The Eerie Connection To The Titan Submersible’s Name – SlashGear
“Futility” was penned by writer Morgan Robertson in 1898, a little over a decade before construction began on the RMS Titanic in 1909 and about 14 years before its infamous collision with a massive iceberg. In this novel, Robertson tells the story of a massive passenger liner christened the Titan, a vessel that, much like the Titanic, was deemed “unsinkable.” The fictional ship had a remarkably similar construction to the Titanic, measuring in at 880 feet versus the Titanic’s 800 and featuring a construction heavily reliant on watertight compartments.
In 1898 Morgan Robertson wrote a novella: Futility, about a “practically unsinkable” liner that hit an iceberg on the starboard and sank in the North Atlantic in April. It had too few lifeboats. It was named Titan.

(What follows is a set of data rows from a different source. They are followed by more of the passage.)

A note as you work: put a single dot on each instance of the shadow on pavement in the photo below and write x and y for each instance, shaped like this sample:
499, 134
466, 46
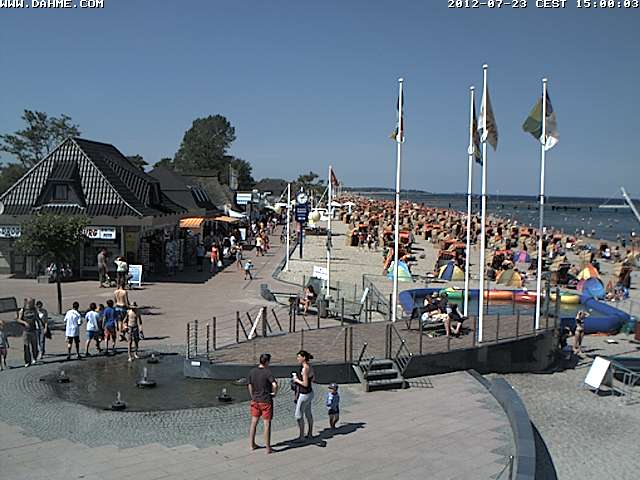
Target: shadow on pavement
319, 440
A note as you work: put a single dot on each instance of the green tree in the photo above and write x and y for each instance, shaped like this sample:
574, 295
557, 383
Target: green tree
137, 161
204, 146
42, 134
165, 162
54, 239
10, 174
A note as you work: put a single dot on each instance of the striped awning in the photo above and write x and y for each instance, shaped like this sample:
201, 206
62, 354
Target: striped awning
191, 222
225, 218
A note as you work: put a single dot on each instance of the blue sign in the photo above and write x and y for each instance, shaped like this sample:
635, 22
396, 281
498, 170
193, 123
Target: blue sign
302, 213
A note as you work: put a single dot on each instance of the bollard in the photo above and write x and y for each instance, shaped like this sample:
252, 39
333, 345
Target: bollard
188, 340
195, 337
215, 332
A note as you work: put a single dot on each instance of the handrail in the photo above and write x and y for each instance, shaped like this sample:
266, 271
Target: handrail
364, 348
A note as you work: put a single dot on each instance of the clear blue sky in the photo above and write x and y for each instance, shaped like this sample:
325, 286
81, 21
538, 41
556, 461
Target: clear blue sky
309, 83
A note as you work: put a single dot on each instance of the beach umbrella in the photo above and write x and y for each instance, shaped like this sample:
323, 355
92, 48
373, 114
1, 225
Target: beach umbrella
588, 272
404, 275
591, 287
509, 278
450, 271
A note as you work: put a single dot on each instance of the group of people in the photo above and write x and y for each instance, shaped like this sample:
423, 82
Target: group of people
34, 319
118, 321
438, 309
263, 387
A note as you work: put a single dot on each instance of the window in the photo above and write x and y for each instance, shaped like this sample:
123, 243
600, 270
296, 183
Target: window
61, 192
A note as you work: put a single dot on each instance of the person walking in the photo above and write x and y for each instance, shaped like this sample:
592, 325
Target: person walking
72, 322
304, 393
43, 333
133, 327
28, 318
102, 268
262, 387
200, 254
122, 305
92, 317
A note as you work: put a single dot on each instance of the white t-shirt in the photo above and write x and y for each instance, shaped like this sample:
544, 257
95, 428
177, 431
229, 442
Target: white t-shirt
72, 320
92, 318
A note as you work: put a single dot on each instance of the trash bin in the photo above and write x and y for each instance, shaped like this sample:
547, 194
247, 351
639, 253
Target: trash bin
323, 307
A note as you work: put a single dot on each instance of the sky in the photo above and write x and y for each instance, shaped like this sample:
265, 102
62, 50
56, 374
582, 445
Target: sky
308, 84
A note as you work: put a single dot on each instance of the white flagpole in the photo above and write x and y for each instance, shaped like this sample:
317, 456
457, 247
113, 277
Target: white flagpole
286, 263
396, 239
328, 294
484, 204
543, 141
467, 262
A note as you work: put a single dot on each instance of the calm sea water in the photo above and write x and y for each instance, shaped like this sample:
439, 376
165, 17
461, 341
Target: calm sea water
580, 213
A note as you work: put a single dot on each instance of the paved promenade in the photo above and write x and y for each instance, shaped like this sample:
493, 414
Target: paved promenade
426, 437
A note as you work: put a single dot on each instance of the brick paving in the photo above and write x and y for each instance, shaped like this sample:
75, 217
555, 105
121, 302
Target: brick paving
424, 438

14 years later Titanic sailed.
The submersible is named Titan. pic.twitter.com/n3y9P4iWTp
— Mark by The Sea (@atShoalstone) June 20, 2023
Of course, there are some obvious differences between the story and real life. Setting out from New York with a passenger and crew manifest of around 3,000, the Titan sank completely a mere few minutes after leaving port, with only 13 individuals surviving. The Titanic, meanwhile, was out and about for around three hours before colliding with the iceberg, and only around 1,500 of the 2,208 passengers and crew aboard were killed in the subsequent collapse and sinking.
In spite of the differences, the similarities are incredibly striking. For Robertson to have concocted such an incident over a decade before the Titanic was even conceptualized is obviously unsettling, and the fact that his fictional boat shares its moniker with the lost submersible is all the more so.